Human rights would be abused if he was sent to Jordan's

Human rights would be abused if he was sent to Jordan’s

Theresa May has had to perform another government u-turn over the planned deportation of Abu Qatada. Following the announcement that there were fresh assurances over his treatment by Jordan, she has since had to admit that Katie Price was not in the best position to judge such things.

“I tried to get some reassurances from the country but turned up to the meeting a day late so I asked Ms Price. She said that his safety would be guaranteed with her, as long as he was willing to make a television show about it.”

“With the bonus of a documentary crew to watch him all day instead of police, this was also a cost effective measure. However, as always, the European Court of Human Rights has decided that by comparison, the country of Jordan would have been less of an ordeal for him.”

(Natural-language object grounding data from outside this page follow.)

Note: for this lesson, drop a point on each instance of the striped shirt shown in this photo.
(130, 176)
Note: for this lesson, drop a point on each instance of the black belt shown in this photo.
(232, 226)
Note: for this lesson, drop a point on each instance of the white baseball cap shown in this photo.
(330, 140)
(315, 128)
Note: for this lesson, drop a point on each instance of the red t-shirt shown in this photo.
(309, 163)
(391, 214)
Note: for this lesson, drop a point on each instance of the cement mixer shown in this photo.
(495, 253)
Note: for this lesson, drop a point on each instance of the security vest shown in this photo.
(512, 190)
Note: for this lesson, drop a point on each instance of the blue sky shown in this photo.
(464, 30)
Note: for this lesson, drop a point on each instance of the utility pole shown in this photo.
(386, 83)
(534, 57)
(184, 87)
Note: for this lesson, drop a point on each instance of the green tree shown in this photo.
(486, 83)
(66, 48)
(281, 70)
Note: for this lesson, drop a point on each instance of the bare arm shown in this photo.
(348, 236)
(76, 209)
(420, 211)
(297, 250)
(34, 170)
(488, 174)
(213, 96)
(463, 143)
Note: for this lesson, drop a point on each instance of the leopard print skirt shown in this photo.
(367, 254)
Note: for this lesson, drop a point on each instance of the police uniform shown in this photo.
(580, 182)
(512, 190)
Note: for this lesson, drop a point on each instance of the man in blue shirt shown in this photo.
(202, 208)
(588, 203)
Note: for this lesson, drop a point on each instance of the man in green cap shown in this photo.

This is the latest attempt by successive governments to deport Qatada back to the middle east after numerous judges have let him off saying he wouldn’t get a fair trial.

Speaking about her involvement in the case, Jordon said “I’m not even into that kinky stuff, so should he come to me there would be no physical torture.”

“I think I could tame him a bit as well. I am yet to meet a man who could look threatening in a baby pink onesie. Give me a week with him and he’ll be a bigger threat to the bars of the West End than he would be to the Western World.”

The Home Secretary is now having to try and do things properly, with the only option being a last appeal for the Supreme Court to hear her case. But until then, with arguments over the cost of keeping Qatada raging, he will be sent to a place that will keep him there for a very, very long time with no cconsultation; the local A&E.

Human rights campaigners have objected.